# Working with files (file system I/O)
HCI574 lectures 11, 25 and 26

- file: 
    - a file (text, image, data) on your "local" drive (incl. cloud connections like Box)
    - stream of data between you local drive and your python code
- as opposed to stream of data from a internet source (server, via URL)
- advanced topic: there are also "fake" files (streams) that live in fact fully in memory

## OS (operating system) file I/O in python
- python modules: os, os.path, glob
- simulates what human users do via a OS file manager (or terminal)
    - see a list of files (os.listdir() or glob.glob())
    - make a new folder os.mkdir()
    - rename, move, copy, delete file or folders (module shutil)
- if something fails (no permission, file not found) you'll get an exception with error info


- the interpeter always "sits" inside a folder within your folder tree 
- when a .py/.ipynb file is started it typically sits in the same folder as the .py file (exception: if you have a workspace ins VS it will be the folder with the .code-workspace file)
- a path is the description of a route through folders (string!)
- Windows: 
    - drive letter as root, use \ as separator 
    - use a raw string (r in front)  r"c:\Users\Chris\tmp\bla.txt" path to a file 
- Mac/*nix: / is root,  use / as separators no need for r : "/Users/chris/tmp/bla.txt"
- absolute path:  always start from root: r"c:\Users\Chris\tmp\" (folder)   
- relative path: start from current folder: 
    - assume we are sitting in "c:\Users\Chris"
    - "../Bob/tmp/stuff.doc" means go up from Chris to Users (..) the into Bob, etc.


In [2]:
# some common file system related operations
import os

# what folder (path) are we sitting in right now?
print(os.getcwd())  # get current working directory (=folder)

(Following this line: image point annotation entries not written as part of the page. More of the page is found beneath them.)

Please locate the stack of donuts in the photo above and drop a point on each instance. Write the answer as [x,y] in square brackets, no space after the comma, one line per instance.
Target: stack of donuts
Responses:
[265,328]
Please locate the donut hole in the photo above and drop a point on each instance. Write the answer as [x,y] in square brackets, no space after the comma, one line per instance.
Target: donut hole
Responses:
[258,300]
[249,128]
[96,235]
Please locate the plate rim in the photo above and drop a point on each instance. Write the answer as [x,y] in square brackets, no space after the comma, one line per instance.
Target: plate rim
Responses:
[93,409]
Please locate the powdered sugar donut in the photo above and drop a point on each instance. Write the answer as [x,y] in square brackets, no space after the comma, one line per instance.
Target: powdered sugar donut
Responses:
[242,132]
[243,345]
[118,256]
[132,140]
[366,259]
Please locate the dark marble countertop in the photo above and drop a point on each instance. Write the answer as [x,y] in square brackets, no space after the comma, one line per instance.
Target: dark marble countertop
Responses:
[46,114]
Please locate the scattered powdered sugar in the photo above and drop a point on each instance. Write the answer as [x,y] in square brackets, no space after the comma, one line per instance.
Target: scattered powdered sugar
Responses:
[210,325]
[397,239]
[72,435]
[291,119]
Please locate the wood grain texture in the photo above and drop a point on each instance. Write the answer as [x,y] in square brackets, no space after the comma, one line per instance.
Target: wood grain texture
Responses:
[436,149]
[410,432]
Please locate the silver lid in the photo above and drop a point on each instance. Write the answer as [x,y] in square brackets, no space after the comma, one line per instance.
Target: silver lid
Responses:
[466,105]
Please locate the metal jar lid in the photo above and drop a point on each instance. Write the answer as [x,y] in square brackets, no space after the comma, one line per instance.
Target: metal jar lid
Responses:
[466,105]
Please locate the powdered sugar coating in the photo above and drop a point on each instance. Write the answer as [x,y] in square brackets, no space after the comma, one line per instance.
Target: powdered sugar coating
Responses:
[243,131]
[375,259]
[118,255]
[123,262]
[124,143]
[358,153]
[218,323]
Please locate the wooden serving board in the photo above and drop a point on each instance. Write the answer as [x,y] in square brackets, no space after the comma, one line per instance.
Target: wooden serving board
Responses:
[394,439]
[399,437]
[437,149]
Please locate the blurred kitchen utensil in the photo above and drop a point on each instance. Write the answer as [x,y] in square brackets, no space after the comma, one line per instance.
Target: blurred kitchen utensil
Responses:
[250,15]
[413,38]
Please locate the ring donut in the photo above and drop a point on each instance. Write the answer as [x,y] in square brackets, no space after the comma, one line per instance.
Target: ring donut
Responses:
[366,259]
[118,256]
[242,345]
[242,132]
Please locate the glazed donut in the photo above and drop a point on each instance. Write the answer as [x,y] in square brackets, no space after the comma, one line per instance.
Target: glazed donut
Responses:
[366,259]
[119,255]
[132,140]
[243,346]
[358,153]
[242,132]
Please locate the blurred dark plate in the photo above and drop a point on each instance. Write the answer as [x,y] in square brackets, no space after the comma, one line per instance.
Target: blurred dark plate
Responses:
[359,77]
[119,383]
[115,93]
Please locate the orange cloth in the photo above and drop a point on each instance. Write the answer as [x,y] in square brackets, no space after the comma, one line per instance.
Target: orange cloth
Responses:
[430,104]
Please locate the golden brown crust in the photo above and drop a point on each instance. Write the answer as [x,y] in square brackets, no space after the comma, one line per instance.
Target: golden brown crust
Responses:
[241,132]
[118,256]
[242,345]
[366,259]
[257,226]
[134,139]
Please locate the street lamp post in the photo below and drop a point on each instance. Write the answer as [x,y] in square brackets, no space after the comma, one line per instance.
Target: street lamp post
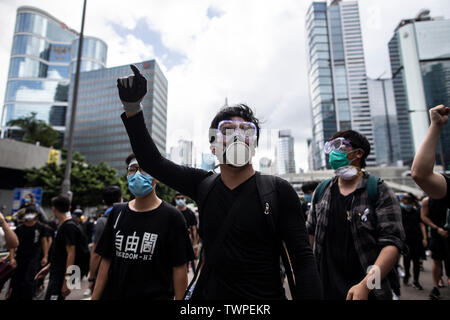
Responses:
[66,182]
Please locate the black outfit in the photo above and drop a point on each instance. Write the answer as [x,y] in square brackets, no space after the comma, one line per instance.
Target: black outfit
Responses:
[28,257]
[340,268]
[144,247]
[411,223]
[68,234]
[249,259]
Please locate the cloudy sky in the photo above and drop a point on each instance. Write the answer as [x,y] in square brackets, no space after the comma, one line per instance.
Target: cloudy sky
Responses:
[250,51]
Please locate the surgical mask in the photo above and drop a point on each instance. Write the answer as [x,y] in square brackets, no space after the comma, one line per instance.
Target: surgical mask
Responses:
[308,198]
[405,206]
[140,184]
[180,202]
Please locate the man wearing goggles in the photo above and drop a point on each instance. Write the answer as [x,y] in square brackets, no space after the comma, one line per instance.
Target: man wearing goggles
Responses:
[226,274]
[355,225]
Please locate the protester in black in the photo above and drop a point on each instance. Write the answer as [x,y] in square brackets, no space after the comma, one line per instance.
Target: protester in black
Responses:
[111,195]
[434,213]
[28,256]
[191,222]
[144,247]
[416,240]
[246,266]
[68,238]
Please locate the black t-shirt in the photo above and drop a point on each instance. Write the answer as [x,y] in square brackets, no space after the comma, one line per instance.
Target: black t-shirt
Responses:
[68,234]
[143,248]
[340,267]
[411,224]
[30,245]
[190,218]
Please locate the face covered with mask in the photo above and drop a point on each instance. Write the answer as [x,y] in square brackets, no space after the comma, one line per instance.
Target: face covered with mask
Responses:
[140,183]
[234,142]
[340,150]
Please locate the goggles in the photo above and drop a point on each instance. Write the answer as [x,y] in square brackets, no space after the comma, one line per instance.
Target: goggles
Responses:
[338,144]
[230,128]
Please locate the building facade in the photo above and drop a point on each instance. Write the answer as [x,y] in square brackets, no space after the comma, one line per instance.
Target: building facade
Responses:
[420,64]
[43,54]
[99,133]
[384,119]
[337,75]
[285,153]
[182,153]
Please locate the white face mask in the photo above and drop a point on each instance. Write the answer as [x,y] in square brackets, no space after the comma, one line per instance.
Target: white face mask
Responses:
[347,172]
[237,154]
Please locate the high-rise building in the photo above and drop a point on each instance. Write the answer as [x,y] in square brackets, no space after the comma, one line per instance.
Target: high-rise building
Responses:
[182,153]
[99,133]
[285,152]
[337,75]
[420,63]
[44,52]
[384,119]
[208,161]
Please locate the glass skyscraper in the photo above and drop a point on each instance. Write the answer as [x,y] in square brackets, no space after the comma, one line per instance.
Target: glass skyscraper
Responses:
[337,75]
[99,133]
[44,52]
[420,64]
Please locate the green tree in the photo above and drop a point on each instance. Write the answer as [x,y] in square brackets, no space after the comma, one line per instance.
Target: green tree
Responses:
[87,181]
[37,130]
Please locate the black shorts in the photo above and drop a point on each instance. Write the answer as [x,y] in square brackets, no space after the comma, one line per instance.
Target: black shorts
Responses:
[440,248]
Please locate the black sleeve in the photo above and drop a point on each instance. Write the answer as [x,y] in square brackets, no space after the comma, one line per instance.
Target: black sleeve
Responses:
[293,231]
[105,246]
[181,178]
[180,245]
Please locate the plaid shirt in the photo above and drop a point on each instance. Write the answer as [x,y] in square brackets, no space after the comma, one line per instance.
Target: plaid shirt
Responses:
[383,226]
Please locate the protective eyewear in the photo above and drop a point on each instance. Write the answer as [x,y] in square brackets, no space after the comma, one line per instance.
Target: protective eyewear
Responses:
[338,144]
[228,128]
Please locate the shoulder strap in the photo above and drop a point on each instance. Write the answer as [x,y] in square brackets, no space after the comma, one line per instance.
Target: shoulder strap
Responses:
[320,190]
[266,185]
[372,188]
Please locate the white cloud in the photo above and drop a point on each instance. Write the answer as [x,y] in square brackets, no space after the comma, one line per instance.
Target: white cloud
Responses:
[254,53]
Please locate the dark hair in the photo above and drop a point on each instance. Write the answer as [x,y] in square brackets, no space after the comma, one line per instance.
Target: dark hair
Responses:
[357,140]
[239,110]
[111,195]
[309,186]
[129,158]
[61,203]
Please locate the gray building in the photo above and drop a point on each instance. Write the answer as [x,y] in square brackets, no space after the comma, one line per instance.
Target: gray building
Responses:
[99,133]
[384,119]
[337,75]
[285,152]
[43,54]
[420,64]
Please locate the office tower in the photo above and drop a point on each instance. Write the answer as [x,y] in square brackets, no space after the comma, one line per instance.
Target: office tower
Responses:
[337,75]
[384,119]
[285,152]
[420,63]
[44,52]
[99,133]
[182,153]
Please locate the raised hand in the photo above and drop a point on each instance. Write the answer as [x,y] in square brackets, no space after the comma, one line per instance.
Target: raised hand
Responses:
[132,90]
[439,115]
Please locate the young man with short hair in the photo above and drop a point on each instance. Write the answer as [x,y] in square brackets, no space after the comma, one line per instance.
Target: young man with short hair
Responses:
[144,247]
[63,252]
[350,230]
[245,264]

# make a folder in current folder
try:
    os.mkdir("tmp")  # will raise an error if folder already exists!
except Exception as e:
    print(e) # print error message
else:
    print("tmp was created")

print("currently I'm sitting in", os.getcwd()) # we are still in the same folder!

c:\Users\charding\Box\HCI584\HCI584_python_refresher\refresher part 4
[WinError 183] Cannot create a file when that file already exists: 'tmp'
currently I'm sitting in c:\Users\charding\Box\HCI584\HCI584_python_refresher\refresher part 4


In [3]:
# go into tmp (relative path)
os.chdir("./tmp") 
print("currently I'm sitting in", os.getcwd())

currently I'm sitting in c:\Users\charding\Box\HCI584\HCI584_python_refresher\refresher part 4\tmp


## writing and read into files

- open() takes a file name and a mode (read, write, append) and creates a file object (file pointer in C/C++)
- we then read/write through this file object and close it when done
- reading is done with read() (or readlines())
- writing/appending is done with print(<data>, file=<file object>)


In [4]:
# Write string into a new text file and read it back

# Long text with several lines (\n)
txt = """ Python Wikipedia intro

Python is an interpreted, high-level, general-purpose programming language. 
Created by Guido van Rossum and first released in 1991, Python's design philosophy emphasizes code readability with its notable use of significant whitespace.

End.
"""
print(repr(txt)) # repr() will make us see the \n

# make file object pointing to file name, (over) write mode
fo = open("python_intro.txt", "w+") # w+ means overwrite if already exists
print(txt, file=fo)
fo.close() # <= important!

# again, now for reading 
fo =  open("python_intro.txt", "r")
full = fo.read() # read in entire string
fo.close()
print(full)

fo =  open("python_intro.txt", "r")
lines = fo.readlines() # read in but turn into list of lines (\n for line ends)
fo.close()

# plit each line into words
for l in lines:
    print(l.split())



" Python Wikipedia intro\n\nPython is an interpreted, high-level, general-purpose programming language. \nCreated by Guido van Rossum and first released in 1991, Python's design philosophy emphasizes code readability with its notable use of significant whitespace.\n\nEnd.\n"
 Python Wikipedia intro

Python is an interpreted, high-level, general-purpose programming language. 
Created by Guido van Rossum and first released in 1991, Python's design philosophy emphasizes code readability with its notable use of significant whitespace.

End.


['Python', 'Wikipedia', 'intro']
[]
['Python', 'is', 'an', 'interpreted,', 'high-level,', 'general-purpose', 'programming', 'language.']
['Created', 'by', 'Guido', 'van', 'Rossum', 'and', 'first', 'released', 'in', '1991,', "Python's", 'design', 'philosophy', 'emphasizes', 'code', 'readability', 'with', 'its', 'notable', 'use', 'of', 'significant', 'whitespace.']
[]
['End.']
[]


In [5]:
import shutil # OS shell util 

# copy guido.jpg from parent folder to current folder (.)
shutil.copy("../guido.jpg", ".") # even on Win, you can usually use / for os functions


# list names of file/folders following a pattern description
from glob import glob # simple pattern matcher

print(glob("*")) # * matches all file names
print(glob("*.txt")) # all files ending in .txt
print(glob("g*.jpg")) # all files starting with g and ending in .jpg

# delete file
try:
    os.remove("guido.jpg")  # for some reason there's no shutil.remove() !
except Exception as e:
    print(e) # print error message

# rename file
try:
    os.rename("python_intro.txt", "bla.txt")
except Exception as e:
    print(e) # print error message

# list content of tmp
print(glob("../tmp/*"))

['guido.jpg', 'python_intro.txt']
['python_intro.txt']
['guido.jpg']
['../tmp\\bla.txt']